Look, I know resolution-setting works for some. I can’t help thinking, however, that those folks probably set and achieve goals all year long anyway, For them, a New Year’s Resolution is just another daily task list, prioritized, color-coded, alphabetized, and (of course) completed. These are people who do not need fairies.
It’s the rest of us who need the boost, people who run at least five minutes late for everything, who make copious To Do lists every morning over a cup of hot coffee, feeling very smug and organized for having done so, but then misplace the list ten minutes later and waste half the morning looking for it. We are the people who can never find our keys, who wait until the last minute to put gas in the car, who would swear we put the receipt into our wallets before bringing our department store items back for a refund. We end up paying for lost library books, holding up the grocery line because we don’t notice the four broken eggs in the carton until the check out clerk points it out and, in general, we find ourselves apologizing to others far too frequently.
Perhaps the question to ask is how to stop the unwanted patterns from repeating.
I read something recently in a self-help book.
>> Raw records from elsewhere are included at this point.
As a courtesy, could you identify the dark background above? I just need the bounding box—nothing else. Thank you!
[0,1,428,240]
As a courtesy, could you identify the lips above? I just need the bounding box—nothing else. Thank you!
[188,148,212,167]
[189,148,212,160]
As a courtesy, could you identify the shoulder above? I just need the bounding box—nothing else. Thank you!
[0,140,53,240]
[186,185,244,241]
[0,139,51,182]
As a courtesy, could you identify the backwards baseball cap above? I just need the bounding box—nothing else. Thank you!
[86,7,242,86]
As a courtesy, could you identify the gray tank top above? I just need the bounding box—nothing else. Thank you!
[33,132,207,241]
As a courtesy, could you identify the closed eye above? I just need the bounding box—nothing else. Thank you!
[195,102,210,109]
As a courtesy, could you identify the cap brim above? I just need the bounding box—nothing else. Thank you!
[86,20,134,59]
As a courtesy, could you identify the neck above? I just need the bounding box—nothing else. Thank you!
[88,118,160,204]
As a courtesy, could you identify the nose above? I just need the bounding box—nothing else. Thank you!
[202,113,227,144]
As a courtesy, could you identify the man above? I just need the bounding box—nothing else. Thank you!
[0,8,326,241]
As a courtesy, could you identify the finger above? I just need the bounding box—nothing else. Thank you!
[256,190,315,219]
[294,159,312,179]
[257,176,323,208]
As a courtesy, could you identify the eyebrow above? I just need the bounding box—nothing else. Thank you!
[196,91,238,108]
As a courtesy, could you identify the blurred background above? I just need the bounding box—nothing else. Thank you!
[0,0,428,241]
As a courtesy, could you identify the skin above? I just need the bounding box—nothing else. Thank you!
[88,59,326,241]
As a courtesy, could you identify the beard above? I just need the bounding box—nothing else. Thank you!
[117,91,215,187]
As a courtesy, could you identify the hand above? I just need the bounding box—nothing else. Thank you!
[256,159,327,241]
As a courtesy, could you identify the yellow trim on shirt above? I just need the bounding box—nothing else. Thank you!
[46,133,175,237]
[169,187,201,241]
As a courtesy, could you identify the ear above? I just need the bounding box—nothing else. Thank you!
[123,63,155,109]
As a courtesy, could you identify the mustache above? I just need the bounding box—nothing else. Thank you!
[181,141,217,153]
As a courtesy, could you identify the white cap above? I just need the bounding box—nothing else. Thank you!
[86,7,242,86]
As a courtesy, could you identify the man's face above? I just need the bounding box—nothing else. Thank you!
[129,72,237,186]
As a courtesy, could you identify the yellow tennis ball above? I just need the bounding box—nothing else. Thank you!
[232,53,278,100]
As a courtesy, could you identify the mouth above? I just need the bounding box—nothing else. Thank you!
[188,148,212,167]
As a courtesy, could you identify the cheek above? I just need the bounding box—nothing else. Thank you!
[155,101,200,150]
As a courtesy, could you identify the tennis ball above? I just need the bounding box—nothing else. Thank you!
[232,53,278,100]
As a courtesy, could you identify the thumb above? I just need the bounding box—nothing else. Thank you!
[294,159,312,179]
It suggested how much better we might feel if the word “should” were removed from our vocabulary. It connotes judgment. If we say or feel that we should do something, it implies we aren’t doing it and that we are wrong for not doing it.
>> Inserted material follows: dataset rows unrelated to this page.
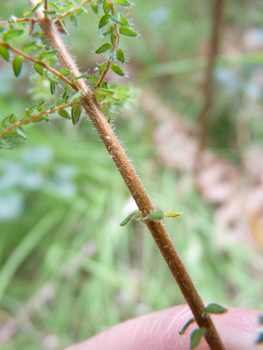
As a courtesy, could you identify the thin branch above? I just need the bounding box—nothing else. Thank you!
[198,0,224,152]
[29,0,225,350]
[94,58,111,89]
[0,16,37,26]
[0,41,79,91]
[0,101,80,139]
[94,1,119,89]
[0,0,91,26]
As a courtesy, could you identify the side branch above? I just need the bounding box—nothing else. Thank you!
[0,101,80,139]
[95,2,119,89]
[0,41,79,91]
[29,0,225,350]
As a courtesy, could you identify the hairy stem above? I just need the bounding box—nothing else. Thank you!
[0,101,80,139]
[29,0,225,350]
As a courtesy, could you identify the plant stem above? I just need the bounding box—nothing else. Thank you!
[0,41,79,91]
[29,0,225,350]
[95,1,119,89]
[0,101,80,139]
[198,0,224,152]
[54,0,91,22]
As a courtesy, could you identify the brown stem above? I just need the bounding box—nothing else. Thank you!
[29,0,225,350]
[0,41,79,91]
[198,0,224,152]
[0,16,37,26]
[54,0,91,22]
[0,101,79,139]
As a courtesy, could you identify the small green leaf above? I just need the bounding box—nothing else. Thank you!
[147,210,164,220]
[9,114,16,124]
[16,126,26,140]
[110,64,125,77]
[190,327,206,349]
[31,115,49,123]
[0,140,13,149]
[69,13,78,27]
[103,27,114,36]
[50,81,56,95]
[255,332,263,344]
[120,15,130,27]
[72,73,86,83]
[32,1,43,12]
[47,1,60,11]
[98,62,106,75]
[76,7,84,17]
[120,210,142,226]
[108,50,117,61]
[204,303,227,314]
[37,101,45,112]
[119,26,138,36]
[25,105,37,118]
[0,45,10,62]
[22,41,42,52]
[39,50,58,60]
[72,89,83,101]
[94,88,114,97]
[71,105,82,125]
[34,63,44,75]
[86,75,99,84]
[3,29,24,41]
[59,68,70,76]
[113,0,130,6]
[103,0,110,15]
[116,48,125,63]
[13,56,24,78]
[110,33,115,45]
[58,109,70,119]
[95,43,112,54]
[43,10,56,15]
[90,2,99,15]
[99,15,111,29]
[179,317,195,335]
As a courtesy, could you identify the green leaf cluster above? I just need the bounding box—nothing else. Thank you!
[91,0,138,82]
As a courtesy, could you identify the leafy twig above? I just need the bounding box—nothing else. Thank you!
[54,0,91,23]
[29,0,225,350]
[0,16,37,26]
[0,101,80,139]
[0,41,79,91]
[95,1,119,89]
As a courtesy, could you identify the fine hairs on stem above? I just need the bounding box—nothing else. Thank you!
[23,0,225,350]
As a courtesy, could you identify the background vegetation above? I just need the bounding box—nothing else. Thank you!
[0,0,263,350]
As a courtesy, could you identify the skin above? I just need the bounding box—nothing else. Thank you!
[65,305,263,350]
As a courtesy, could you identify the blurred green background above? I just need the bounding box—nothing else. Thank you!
[0,0,263,350]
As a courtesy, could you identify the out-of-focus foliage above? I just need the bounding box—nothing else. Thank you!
[0,0,263,350]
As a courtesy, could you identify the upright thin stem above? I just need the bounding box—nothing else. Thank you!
[198,0,224,151]
[29,0,225,350]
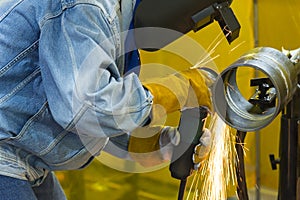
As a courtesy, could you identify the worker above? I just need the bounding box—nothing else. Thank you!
[0,0,211,200]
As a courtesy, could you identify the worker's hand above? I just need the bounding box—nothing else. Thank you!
[193,128,211,170]
[143,69,211,125]
[128,126,180,167]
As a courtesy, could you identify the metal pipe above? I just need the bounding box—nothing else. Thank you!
[213,47,297,132]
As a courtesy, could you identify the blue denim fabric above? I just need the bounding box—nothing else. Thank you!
[0,173,66,200]
[0,0,152,185]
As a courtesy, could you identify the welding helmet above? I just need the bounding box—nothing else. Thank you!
[134,0,240,50]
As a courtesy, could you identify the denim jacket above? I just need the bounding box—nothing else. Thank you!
[0,0,152,184]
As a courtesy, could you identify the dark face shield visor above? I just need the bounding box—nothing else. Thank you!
[134,0,240,51]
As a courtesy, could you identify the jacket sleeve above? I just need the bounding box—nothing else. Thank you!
[39,4,152,137]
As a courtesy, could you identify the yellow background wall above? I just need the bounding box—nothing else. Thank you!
[57,0,300,200]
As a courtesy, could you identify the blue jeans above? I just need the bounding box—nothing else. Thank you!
[0,173,66,200]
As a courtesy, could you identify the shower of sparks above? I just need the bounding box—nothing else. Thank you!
[187,114,237,200]
[191,26,231,69]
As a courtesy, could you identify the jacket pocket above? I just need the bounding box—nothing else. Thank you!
[8,104,103,170]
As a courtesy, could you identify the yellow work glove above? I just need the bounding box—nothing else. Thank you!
[143,69,211,124]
The book said that often the should’s in our life are determinations we adopt because of what other people think we ought to be doing; that if we were to examine why we haven’t accomplished our should’s, we might realize that often the answer is because that particular thing wasn’t very important to us after all. Yet we feel….yes, here it comes….that it SHOULD be.
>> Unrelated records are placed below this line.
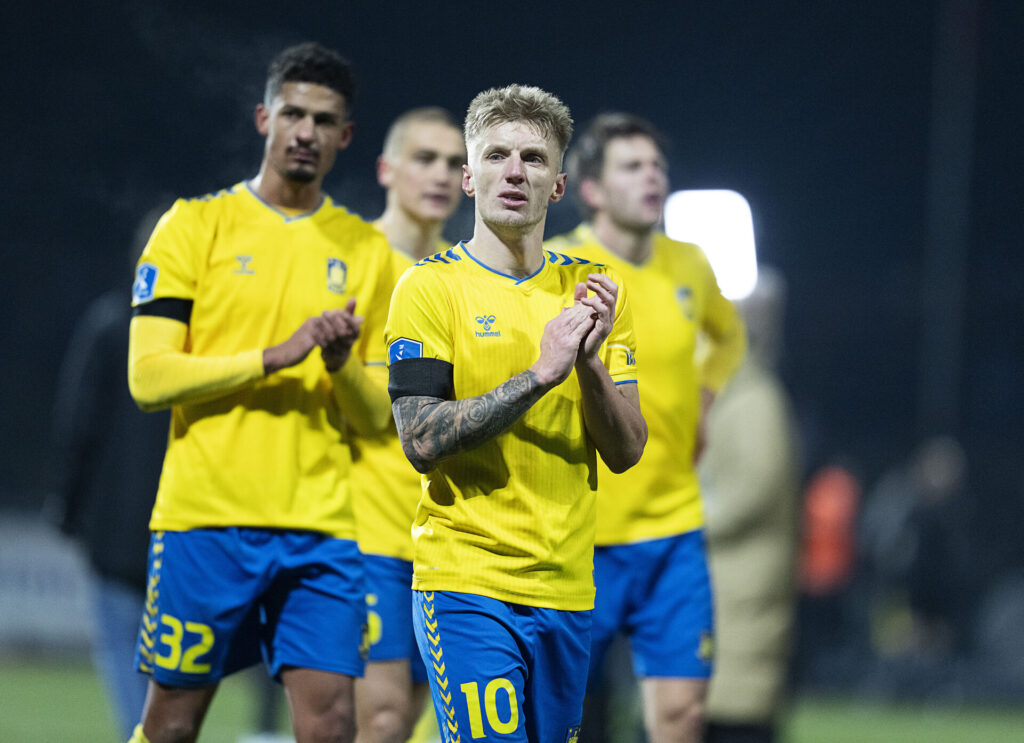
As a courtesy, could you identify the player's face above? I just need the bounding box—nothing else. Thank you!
[462,122,565,232]
[585,134,669,231]
[256,83,352,183]
[378,121,466,222]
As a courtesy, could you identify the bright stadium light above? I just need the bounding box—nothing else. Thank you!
[665,188,758,300]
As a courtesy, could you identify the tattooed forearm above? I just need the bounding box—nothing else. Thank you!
[392,369,547,473]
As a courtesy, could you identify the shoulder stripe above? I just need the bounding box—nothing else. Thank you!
[545,250,604,266]
[185,184,238,202]
[416,248,462,266]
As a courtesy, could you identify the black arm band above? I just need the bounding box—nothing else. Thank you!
[387,358,455,402]
[132,297,191,325]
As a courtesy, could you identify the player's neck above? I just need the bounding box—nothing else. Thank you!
[377,204,444,261]
[250,167,324,212]
[466,215,544,278]
[591,212,654,265]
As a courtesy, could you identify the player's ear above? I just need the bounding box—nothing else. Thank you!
[580,178,603,209]
[253,103,270,137]
[551,173,568,204]
[338,121,355,149]
[377,155,393,188]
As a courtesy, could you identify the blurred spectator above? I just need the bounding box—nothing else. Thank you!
[700,267,799,743]
[795,464,864,686]
[861,436,974,660]
[48,209,170,739]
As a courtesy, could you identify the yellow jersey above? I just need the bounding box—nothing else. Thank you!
[545,224,746,545]
[132,182,394,539]
[385,244,636,611]
[352,244,449,562]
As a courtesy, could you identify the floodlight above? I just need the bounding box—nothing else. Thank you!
[665,188,758,300]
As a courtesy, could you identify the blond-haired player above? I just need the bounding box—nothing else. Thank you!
[352,107,466,743]
[385,85,647,743]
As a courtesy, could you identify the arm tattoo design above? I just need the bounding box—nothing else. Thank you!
[392,369,547,472]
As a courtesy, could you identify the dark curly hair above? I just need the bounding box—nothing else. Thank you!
[263,41,355,107]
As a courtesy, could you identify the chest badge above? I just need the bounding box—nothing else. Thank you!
[327,258,348,294]
[233,256,256,276]
[476,314,502,338]
[676,287,695,320]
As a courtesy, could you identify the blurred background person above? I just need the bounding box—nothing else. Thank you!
[47,207,170,739]
[860,435,981,695]
[699,266,800,743]
[352,107,466,743]
[546,113,745,743]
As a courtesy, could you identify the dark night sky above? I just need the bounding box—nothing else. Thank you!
[6,0,1024,573]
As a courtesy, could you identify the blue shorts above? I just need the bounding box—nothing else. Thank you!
[413,591,591,743]
[135,527,367,687]
[590,529,714,681]
[362,555,427,684]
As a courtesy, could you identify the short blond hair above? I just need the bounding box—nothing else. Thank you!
[382,105,459,158]
[464,85,572,162]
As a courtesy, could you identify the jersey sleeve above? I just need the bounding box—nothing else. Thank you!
[384,266,455,400]
[700,260,746,392]
[128,200,263,410]
[132,199,199,308]
[601,267,637,385]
The book suggested we change “should” to “choose”. By choosing to lose weight, I am not creating a win or lose, succeed or fail outcome. I am instead selecting a gift item for myself, and that gift is better health.
I am conducting a little experiment during the month of January. I am redirecting my thoughts and words from “I should” to “I choose”. I am making choices throughout each day, perceiving what I’d like, and not attaching too much to the outcome. Staying in the moment a little more.I like this concept. It has gotten my year off to a different sort of start; one that is more pressure-free than previous years have been. One that reminds me to examine a bit more carefully what it is that I’d like to do for myself. Not because I have to. Not because others think I should. But simply because I choose to. Perhaps in this way I will discover that I am my very own Motivation Fairy.
I’ll let you know how it goes!
Diana Holmstrom‘s writing “career” began in the 3rd grade, through an act of deception. A vexing homework assignment, in which she had to write a two page poem describing the color silver, left her frustrated and in tears after the forth line. Inspiration was not coming. Exhausted, she finally went to bed, assignment incomplete. When she awakened the next morning and went down for her breakfast, she discovered a piece of paper beside her plate. Written on it was a lovely, completed poem entitled, “What Is Silver?” Her father had taken pity on her and completed it the evening before. She turned in the assignment and was the celebrity of the school for the next week. Teachers were impressed, the poem was put into the school magazine. It took very little time for Diana to mostly forget that she was not the author of anything more than the first four lines of that poem! Interestingly, she never again had the slightest difficulty writing poems, stories, or anything else. She was a writer. At the time, she didn’t realize the wonderful and amazing lesson she had learned: that our beliefs create our reality. ”Writing, for me, is a way to make a connection; a connection between myself and that which is beyond myself, to serve as evidence that we don’t stand in solitary confinement as we so often think we do. We are all connected. Though our thoughts may differ, our feelings are affirmation that we are not isolated beings.”